Many engagements occur during the holiday season.When a couple decides to gets married, they
usually comingle at least some of their personal finances. Some of the biggest
challenges a couple will face include joint goal-setting, establishing accounts
at financial institutions, deciding how to pay bills and manage money, and
filing income taxes as a married couple. Below are five recommendations to
consider:
- Set Joint Financial Goals- Make a list of short- and longer- term needs and wants. For example, one spouse may need a new car within a year and, together, a couple wants to buy a house within three years.
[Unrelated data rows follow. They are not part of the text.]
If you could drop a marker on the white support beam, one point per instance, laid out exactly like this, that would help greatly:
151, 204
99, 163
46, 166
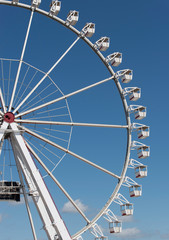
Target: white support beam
57, 183
46, 75
69, 123
69, 152
20, 62
2, 101
24, 193
65, 96
47, 209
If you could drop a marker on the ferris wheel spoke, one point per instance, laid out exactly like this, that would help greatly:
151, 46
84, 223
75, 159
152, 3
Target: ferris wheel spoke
21, 60
2, 101
50, 94
48, 135
69, 152
46, 75
64, 97
57, 182
70, 123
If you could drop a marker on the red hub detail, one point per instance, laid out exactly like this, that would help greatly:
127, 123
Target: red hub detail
9, 117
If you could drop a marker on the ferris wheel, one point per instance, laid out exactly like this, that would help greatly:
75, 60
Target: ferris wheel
37, 128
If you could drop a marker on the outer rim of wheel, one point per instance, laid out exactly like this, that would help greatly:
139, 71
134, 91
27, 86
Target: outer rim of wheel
125, 106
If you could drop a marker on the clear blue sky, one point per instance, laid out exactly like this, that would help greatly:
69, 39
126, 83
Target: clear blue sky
139, 30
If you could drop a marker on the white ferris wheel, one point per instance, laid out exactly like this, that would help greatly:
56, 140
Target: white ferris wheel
37, 126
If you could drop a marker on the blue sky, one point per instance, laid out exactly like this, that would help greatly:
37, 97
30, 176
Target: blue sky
139, 30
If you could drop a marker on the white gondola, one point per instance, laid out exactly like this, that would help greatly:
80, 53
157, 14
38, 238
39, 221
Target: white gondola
127, 209
135, 191
143, 132
135, 94
89, 29
103, 43
55, 8
114, 59
115, 227
127, 76
36, 3
73, 17
141, 171
101, 238
140, 112
143, 151
9, 191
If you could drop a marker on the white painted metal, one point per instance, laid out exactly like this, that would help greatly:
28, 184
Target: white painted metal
127, 209
63, 97
143, 131
127, 158
69, 152
69, 123
141, 171
102, 44
126, 75
2, 101
73, 17
21, 59
114, 59
15, 1
44, 77
96, 230
115, 227
57, 182
133, 92
88, 30
135, 191
36, 3
25, 196
39, 190
55, 8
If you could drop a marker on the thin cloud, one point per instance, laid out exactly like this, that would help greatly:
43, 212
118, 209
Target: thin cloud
69, 208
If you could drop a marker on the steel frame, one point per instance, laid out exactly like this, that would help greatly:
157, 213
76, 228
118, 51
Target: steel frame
48, 212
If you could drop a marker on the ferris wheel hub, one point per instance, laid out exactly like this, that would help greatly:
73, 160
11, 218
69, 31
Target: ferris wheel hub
9, 117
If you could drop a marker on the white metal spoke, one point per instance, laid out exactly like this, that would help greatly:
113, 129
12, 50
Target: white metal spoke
32, 99
48, 159
48, 135
69, 123
42, 98
27, 86
57, 182
25, 196
52, 110
60, 115
69, 152
3, 84
64, 97
21, 59
9, 83
46, 75
17, 95
2, 101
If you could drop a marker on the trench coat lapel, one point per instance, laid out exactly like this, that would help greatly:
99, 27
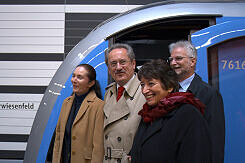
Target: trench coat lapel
115, 111
118, 111
152, 129
84, 106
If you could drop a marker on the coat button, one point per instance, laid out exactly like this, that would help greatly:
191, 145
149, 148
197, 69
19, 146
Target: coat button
119, 139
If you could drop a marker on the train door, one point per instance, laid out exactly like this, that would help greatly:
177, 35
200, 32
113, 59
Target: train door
222, 63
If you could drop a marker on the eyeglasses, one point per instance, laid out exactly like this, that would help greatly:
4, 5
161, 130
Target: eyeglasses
121, 62
177, 59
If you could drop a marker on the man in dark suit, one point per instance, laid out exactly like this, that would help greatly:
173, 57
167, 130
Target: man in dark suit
183, 60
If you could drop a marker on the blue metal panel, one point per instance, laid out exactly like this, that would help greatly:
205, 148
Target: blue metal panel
96, 59
231, 60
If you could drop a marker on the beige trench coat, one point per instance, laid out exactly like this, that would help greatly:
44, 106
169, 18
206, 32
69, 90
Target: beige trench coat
121, 120
87, 131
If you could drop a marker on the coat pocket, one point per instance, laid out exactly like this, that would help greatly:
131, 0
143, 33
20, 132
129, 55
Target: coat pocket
87, 153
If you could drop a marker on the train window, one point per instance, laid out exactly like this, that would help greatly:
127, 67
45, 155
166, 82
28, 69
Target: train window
151, 40
226, 61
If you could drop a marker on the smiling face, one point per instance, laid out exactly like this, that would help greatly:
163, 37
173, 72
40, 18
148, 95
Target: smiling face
120, 66
183, 65
80, 81
153, 91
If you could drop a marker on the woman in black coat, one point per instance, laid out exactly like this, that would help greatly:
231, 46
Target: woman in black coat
172, 129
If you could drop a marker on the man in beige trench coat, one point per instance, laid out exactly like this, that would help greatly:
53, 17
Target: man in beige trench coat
121, 113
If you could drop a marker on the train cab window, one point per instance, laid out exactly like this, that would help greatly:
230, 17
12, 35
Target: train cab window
151, 40
226, 63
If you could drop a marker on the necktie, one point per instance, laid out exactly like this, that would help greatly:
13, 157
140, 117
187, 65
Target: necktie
120, 92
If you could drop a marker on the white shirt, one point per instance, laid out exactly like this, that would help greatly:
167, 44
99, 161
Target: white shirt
186, 83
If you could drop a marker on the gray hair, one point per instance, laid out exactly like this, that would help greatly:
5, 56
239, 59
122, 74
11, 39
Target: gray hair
129, 49
190, 49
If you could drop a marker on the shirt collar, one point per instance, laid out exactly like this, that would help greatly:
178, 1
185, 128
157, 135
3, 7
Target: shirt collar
186, 83
126, 85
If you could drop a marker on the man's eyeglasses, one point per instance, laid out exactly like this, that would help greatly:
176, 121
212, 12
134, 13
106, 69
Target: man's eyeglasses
177, 59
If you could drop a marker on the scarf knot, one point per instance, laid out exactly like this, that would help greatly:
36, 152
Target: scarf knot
168, 104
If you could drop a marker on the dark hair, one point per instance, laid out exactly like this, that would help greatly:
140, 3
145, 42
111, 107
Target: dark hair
91, 74
159, 69
129, 49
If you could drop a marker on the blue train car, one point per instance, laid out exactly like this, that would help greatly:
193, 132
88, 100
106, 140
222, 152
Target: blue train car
217, 29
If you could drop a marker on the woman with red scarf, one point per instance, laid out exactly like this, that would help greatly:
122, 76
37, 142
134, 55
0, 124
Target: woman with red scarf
172, 129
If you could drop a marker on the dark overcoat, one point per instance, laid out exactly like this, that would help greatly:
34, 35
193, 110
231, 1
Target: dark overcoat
214, 114
179, 137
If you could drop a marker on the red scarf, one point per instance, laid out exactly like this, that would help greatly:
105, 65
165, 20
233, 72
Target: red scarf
168, 104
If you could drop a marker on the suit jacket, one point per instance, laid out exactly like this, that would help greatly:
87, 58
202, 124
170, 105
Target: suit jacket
121, 120
214, 114
87, 131
180, 137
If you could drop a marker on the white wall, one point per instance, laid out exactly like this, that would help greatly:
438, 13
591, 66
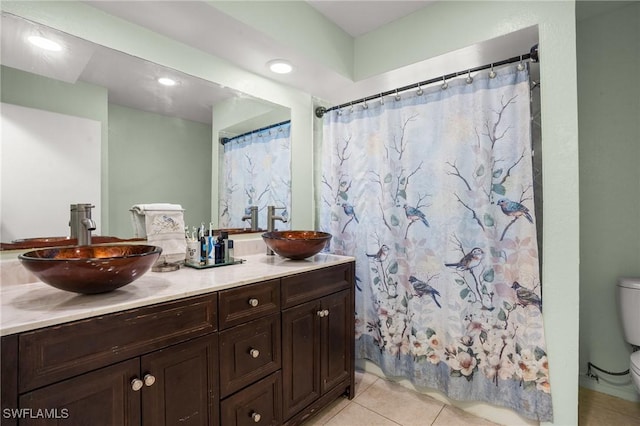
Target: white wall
45, 169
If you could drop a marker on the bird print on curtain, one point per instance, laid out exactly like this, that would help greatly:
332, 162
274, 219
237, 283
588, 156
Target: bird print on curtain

Determine the cost of each goal and the amount that needs to be saved each month to achieve it on time. As an initial financial goal, plan to save at least 3 months living expenses for emergencies such as car repairs.
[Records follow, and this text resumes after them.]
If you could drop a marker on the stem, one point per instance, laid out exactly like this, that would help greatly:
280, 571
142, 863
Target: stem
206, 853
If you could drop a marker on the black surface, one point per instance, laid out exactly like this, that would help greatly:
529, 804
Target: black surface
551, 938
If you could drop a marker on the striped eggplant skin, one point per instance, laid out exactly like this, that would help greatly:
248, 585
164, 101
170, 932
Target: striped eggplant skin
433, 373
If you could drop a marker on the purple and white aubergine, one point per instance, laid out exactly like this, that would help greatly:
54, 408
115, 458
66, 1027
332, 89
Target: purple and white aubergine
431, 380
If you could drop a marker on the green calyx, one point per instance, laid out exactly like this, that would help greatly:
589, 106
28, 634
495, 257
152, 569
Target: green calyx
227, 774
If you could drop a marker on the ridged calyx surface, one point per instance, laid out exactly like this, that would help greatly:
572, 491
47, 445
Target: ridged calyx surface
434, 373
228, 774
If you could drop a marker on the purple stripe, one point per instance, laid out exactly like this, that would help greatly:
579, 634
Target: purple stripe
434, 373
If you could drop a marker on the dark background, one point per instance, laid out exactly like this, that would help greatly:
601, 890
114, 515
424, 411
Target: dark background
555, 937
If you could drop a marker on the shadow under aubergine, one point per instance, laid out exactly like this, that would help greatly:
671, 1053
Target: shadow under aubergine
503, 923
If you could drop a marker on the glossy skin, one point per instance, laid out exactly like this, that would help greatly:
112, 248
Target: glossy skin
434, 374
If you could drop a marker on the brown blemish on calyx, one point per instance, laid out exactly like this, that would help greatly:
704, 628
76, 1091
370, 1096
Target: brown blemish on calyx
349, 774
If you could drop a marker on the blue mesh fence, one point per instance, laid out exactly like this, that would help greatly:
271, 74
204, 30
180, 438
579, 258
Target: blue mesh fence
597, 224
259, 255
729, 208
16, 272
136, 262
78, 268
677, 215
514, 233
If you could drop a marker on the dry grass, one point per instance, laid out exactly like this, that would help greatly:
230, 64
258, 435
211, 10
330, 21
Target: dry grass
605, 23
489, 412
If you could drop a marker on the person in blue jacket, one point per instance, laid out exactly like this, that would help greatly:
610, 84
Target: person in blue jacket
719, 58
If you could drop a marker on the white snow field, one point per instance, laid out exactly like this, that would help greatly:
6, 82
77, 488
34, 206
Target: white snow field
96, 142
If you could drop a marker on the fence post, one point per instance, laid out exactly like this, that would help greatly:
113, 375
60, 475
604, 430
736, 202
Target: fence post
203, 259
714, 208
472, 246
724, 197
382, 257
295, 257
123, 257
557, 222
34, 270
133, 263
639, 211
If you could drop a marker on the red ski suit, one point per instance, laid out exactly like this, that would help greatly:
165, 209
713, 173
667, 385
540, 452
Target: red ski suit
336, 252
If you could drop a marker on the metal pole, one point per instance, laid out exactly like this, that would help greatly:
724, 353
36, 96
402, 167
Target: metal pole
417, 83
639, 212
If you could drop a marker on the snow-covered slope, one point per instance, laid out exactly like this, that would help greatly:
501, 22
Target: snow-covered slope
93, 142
- Develop a Spending Plan- Prepare a spending plan (a.k.a., budget) that includes savings for financial goals. Review and revise it as needed. A simple spending plan includes monthly net income, fixed expenses, flexible expenses, and occasional expenses that are paid less frequently than monthly (e.g., quarterly insurance premiums).
- Develop a Cash Management Plan- Decide if and how you want to merge financial accounts (e.g., savings and checking). Some couples prefer one joint account while others prefer two separate accounts or a combination of separate and joint accounts. Factors to consider include convenience, a desire by each spouse for some personal “spending money,” and the minimum balances required by financial institutions to avoid fees.
- Develop a Payment Plan-Decide how to divide household expenses. If the incomes of two working spouses are fairly equal, bills can be split 50/50. If there is a substantial difference in earnings, bills can be pro-rated. For example, the spouse who earns 70% of household income would pay 70% of the couple’s expenses. The other spouse who earns 30% of total income would pay the remaining 30% of the bills.
- Come Clean About Credit- Review each other’s credit reports prior to marriage. If a spouse-to-be has a poor credit history, don’t apply for a joint loan (e.g., mortgage) or credit cards. Keep your credit histories separate until negative information drops off the poor credit report, usually in 7 years (10 years for bankruptcy). If one spouse co-signs a loan for the other, he or she becomes legally responsible. Similarly, if financial accounts are merged, assets of the spouse with a good credit history can be seized by creditors.